Christ and Columbine – A story of redemption

Christ and Columbine – A story of redemption

The story is as old as time. From Cane and Able, to the Sicarii and the Zelots in Ancient Israel. It’s a story that has been told and retold through the lives of such men as John Brown, Michael Collins, and Che Guevara. On April 20th 1999 Eric Harris and Dylan Klebold entered their high school near Littleton, Colorado and started shooting. The incident left fifteen dead including the shooters.

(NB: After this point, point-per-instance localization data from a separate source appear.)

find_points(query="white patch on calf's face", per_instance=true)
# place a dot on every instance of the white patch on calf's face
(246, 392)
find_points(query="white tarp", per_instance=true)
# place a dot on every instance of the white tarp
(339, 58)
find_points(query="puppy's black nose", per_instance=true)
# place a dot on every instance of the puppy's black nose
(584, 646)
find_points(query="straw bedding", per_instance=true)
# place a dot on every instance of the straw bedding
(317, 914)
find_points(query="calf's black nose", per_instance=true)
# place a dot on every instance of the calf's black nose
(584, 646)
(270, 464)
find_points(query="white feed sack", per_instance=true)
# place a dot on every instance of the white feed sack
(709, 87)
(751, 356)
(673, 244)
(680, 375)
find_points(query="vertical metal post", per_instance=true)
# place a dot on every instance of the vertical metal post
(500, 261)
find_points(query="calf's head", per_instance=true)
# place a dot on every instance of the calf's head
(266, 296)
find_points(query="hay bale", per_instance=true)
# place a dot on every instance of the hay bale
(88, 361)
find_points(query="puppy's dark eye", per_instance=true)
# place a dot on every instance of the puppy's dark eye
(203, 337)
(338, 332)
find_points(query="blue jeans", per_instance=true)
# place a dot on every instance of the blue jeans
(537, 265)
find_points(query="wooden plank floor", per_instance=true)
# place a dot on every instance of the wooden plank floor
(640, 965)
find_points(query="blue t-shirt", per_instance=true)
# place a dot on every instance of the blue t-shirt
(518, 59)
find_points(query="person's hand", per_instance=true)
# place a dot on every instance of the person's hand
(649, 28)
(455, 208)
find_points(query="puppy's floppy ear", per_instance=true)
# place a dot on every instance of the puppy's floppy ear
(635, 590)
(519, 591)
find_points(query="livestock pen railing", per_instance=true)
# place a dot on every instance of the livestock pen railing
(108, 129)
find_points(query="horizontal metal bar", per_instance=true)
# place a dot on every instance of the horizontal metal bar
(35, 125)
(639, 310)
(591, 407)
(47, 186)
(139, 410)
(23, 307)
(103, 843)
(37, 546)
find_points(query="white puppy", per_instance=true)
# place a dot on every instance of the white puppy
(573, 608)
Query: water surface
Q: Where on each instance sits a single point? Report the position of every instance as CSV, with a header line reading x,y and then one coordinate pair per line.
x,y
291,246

The Columbine shooting was in a very real sense my baptism into the question of violence. As a high-school student at the time it was the first time I ever really entered into the story and the struggle of those who believe the only voice they have left is through the shedding of blood. I was horrified as I’m sure all of you were with the incident, but it nagged at me like no story had before. I needed to understand why. I had a number of friends at school which by outward appearances looked just like Harris and Klebold (trench coats, metal bands, video games), these were people I felt I understood and could relate to. My proximity to their context brought me to a place where for the first time I was able to look through the eyes of the marginalized aggressor. I began to see how the shooters felt they needed to kill. How there was no other power left to them to persuade or communicate. They truly believed they had no other choice. In their mind the system had failed them and the last option was war on the system. It caused me to question where I stood, with the shooters or with the system. It opened up history to me in a whole new way, and I slowly began to recognize that the narratives that guided my perspective were not always right.

·What should a slave’s response to slavery be?

·How should a poor man respond when every option to feed his family is taken away?

·What happens when the most sacred things to you are appropriated to justify something abhorrent?

·How does a scapegoat find redemption?

Empires are often built on subjugation and a myth of redemptive violence, and power is found in being on the “right” side of the story, which often meant the magnetization of the “wrong” side. Often the only means of communication left between these two sides is through the medium of the sword. At the time of the Columbine attack I was also rediscovering my faith. Jesus was quickly becoming the center of my life and my perspective. As I read the gospels I knew there had to be another way. One in which the dichotomy was broken, a third way. Columbine also helped me frame the incarnation in a new way. God was in the business of making peace and he had called me to work within a new paradigm, that of a peacemaker. God had a new story to combat the old, and I began to see it all around me. Dr. King told it, and so did Maximilian Kolbe. I heard it through Mother Theresa, and Óscar Romero.


Two years after Columbine the old story repeated itself again, this time on a massive scale. On September 11, 2001 a series of coordinated attacks gave voice to another group of marginalized people. It was nothing new, in their original plan Harris and Klebold had plotted to hijack a plane and crash it into a building in New York City too. However for me it was different. Columbine had helped me find how God’s vision for peace. As the world began to respond in violence I knew of another story with a lot mere power. I knew a third way.